Mysticism for Mathematicians | Sojourners

Mysticism for Mathematicians

I've always longed to see the world through a poet's eyes -- to see the magical in the everyday and to be able to weave words in such a way as to convey that magic to others. I've tried my hand at poetry a few times, but I just don't have the gift; I get hung up on rhyme, structure, rhythm and can't make the jump to conveying feelings, thoughts, emotions, power. I guess I like my metaphors too clean and direct.

I am instinctively more comfortable around the logical, around things that are neat and tidy and easily diagrammed. When I took my first year of calculus in 11th grade and my teacher demonstrated to us on the blackboard how the integral of a function was also the value of the area bounded by its graph, I fell in love with calculus. All these giant messes of numbers and variables, and here they were able to be represented in such a simple way, a way that made sense, a way that I could visualize! I loved completing problem sets, knowing that each problem had an answer that I could find and circle at the end of my work. Neat and tidy. Logical and answerable. The way I liked it.
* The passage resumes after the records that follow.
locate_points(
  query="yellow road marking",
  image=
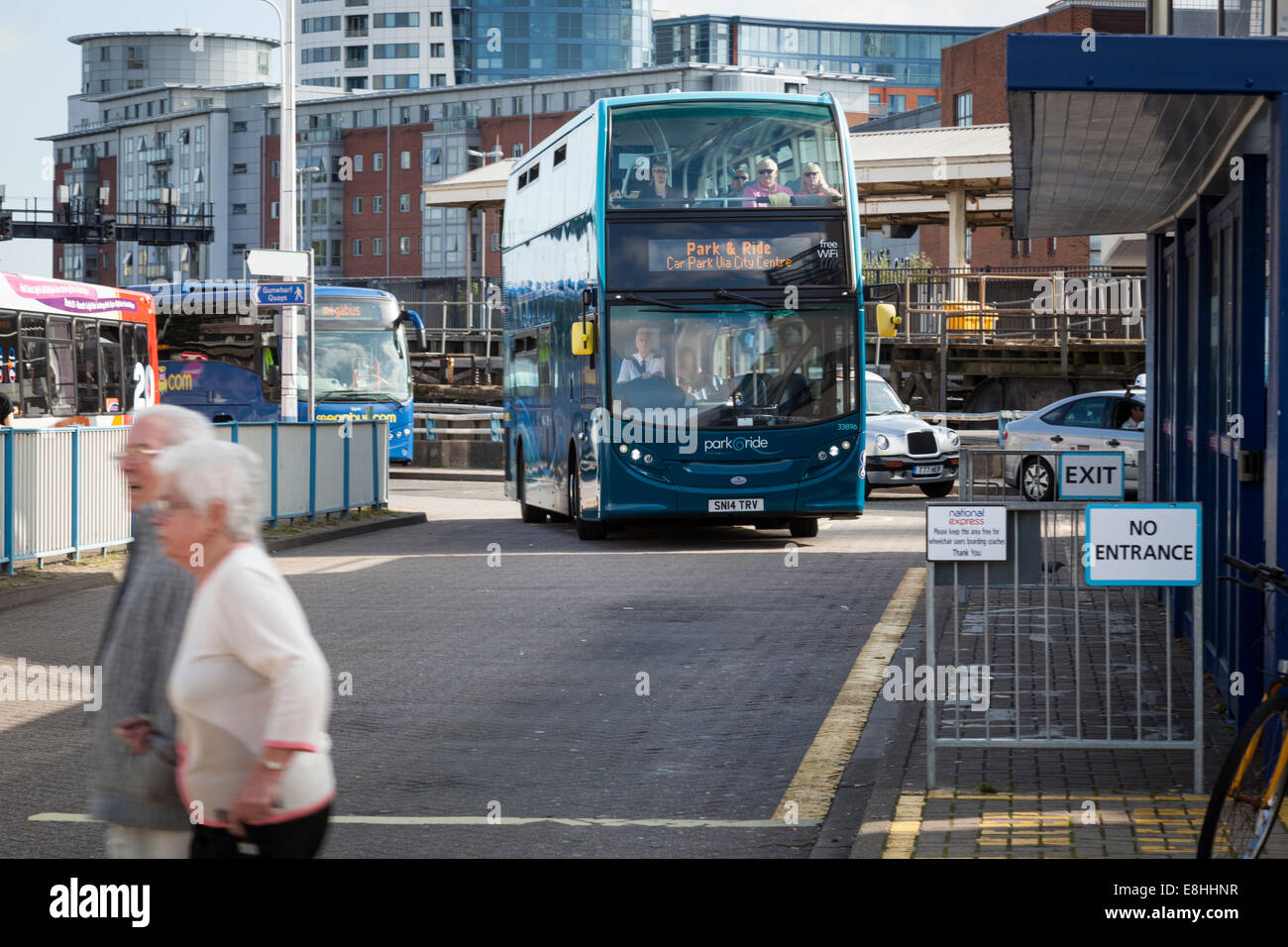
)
(819, 774)
(506, 821)
(902, 839)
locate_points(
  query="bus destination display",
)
(670, 256)
(734, 254)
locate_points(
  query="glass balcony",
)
(158, 157)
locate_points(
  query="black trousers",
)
(299, 838)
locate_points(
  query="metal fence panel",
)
(43, 492)
(1067, 665)
(104, 499)
(292, 479)
(330, 451)
(63, 491)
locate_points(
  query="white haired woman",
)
(250, 686)
(814, 183)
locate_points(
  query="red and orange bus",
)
(75, 354)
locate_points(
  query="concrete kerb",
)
(433, 474)
(67, 585)
(879, 813)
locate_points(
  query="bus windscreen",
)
(745, 369)
(724, 155)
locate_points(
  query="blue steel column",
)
(1154, 317)
(347, 442)
(1248, 389)
(11, 446)
(271, 488)
(313, 472)
(1276, 394)
(76, 491)
(1199, 318)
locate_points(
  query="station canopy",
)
(905, 176)
(1124, 136)
(480, 187)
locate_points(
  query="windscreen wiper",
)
(651, 300)
(726, 294)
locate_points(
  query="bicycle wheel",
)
(1245, 797)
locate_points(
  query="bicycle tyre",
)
(1237, 821)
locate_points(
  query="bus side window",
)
(89, 399)
(110, 360)
(141, 357)
(9, 357)
(60, 367)
(34, 368)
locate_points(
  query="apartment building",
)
(206, 134)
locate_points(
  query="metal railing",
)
(1039, 305)
(441, 420)
(63, 492)
(1064, 665)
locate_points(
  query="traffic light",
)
(888, 324)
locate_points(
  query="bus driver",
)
(647, 361)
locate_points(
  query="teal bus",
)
(683, 316)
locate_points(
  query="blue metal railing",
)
(63, 492)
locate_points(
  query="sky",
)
(39, 68)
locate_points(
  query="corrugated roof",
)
(953, 142)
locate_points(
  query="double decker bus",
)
(75, 354)
(683, 326)
(219, 355)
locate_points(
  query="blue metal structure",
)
(205, 367)
(1185, 140)
(71, 499)
(575, 264)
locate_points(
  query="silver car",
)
(1091, 421)
(905, 451)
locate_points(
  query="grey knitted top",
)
(138, 647)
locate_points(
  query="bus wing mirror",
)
(412, 318)
(888, 322)
(584, 338)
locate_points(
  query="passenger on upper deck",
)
(660, 185)
(767, 185)
(738, 178)
(812, 182)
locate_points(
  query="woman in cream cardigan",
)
(250, 686)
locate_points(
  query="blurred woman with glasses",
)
(250, 686)
(767, 187)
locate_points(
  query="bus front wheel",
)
(587, 528)
(529, 514)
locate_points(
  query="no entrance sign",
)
(1144, 544)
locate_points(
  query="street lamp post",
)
(287, 197)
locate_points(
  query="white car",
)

Yet as much as I liked the explainable and answerable, I longed for something more. The same year I fell in love with calculus, I was confirmed. It feels rather silly when I admit this now, but I was really excited to receive the gifts of the Holy Spirit. With visions of Pentecost dancing in my head, I dreamed of what it would feel like. Imagine my disappointment when the Bishop smeared the oil on my forehead and all I felt was ... well, oil dripping down my forehead.

I wanted my confirmation to be a mystical experience, just as I wanted to see the world as a poet does.

I went to college to be a math major. I wanted to teach high school calculus, and I had a mission to make a difference in my students' lives, to teach other girls to love and excel at math. But once I got past calculus III, I realized how the rest of math was unlike calculus. It wasn't always neat and tidy and certainly wasn't always as easily visualized as an integral. As much as I had loved finding the answers to problems in my calculus classes, I hated not being able to find the answers as my classes got harder. What good is a tidy answer if it eludes you?

I abandoned my world of answers both obvious and elusive in search of a new passion and found it in the study of religion. I learned to love questions the way I had once loved answers. I began to enjoy the ambiguity of things, how attempting to answer a question resulted in the formation of hundreds more, with nary a clear answer in sight.

I studied Dorothy Day as a senior in college, immersing myself in her writings and trying to understand her theology, her spirituality, her thoroughly Catholic yet highly unusual Catholic-ness. I was struck by how, for Day, things that I had often considered out of my reach, too mystical, too poetic to understand, were, in a way, neat and tidy. Take the Mystical Body of Christ, for example. For Day, it meant that we're all interconnected; therefore if one member suffers, I too am suffering, and as I suffer alongside my fellow members of the body of Christ, it is my duty to work to relieve their suffering. That's it. You hurt -- I feel it. I work to soothe your hurt, and we all benefit. I could visualize it as something of a mathematical equation, and it was easy to see how holding firm to this belief, all of her work with the Catholic Worker fell right into place.

What for many may seem a deep mystical concept beyond our grasp was for Day more of a problem set to be solved, the answer -- solidarity with the poor -- circled at the bottom of the sheet. Problems like poverty, hunger, war, and violence that are overwhelming and not easily answered for most of us, were made simple and answerable in Day's worldview. The more I read Day's writings, the more I found myself seeing the world through her unique "mystical" lens. I began to see things beyond what I was really seeing, and as the world as I saw it became more complex it somehow also became more simple. In Dorothy Day, my mathematician's heart found its mystical hero.

Kate Henley Averett received her B.A. in Religion from Mount Holyoke College in 2004. Her senior thesis, entitled "'First of all, we are Catholics': The Radical Action and Catholic Consciousness of Dorothy Day" was awarded High Honors by the department. She is a contributor to the From the Pews in the Back blog.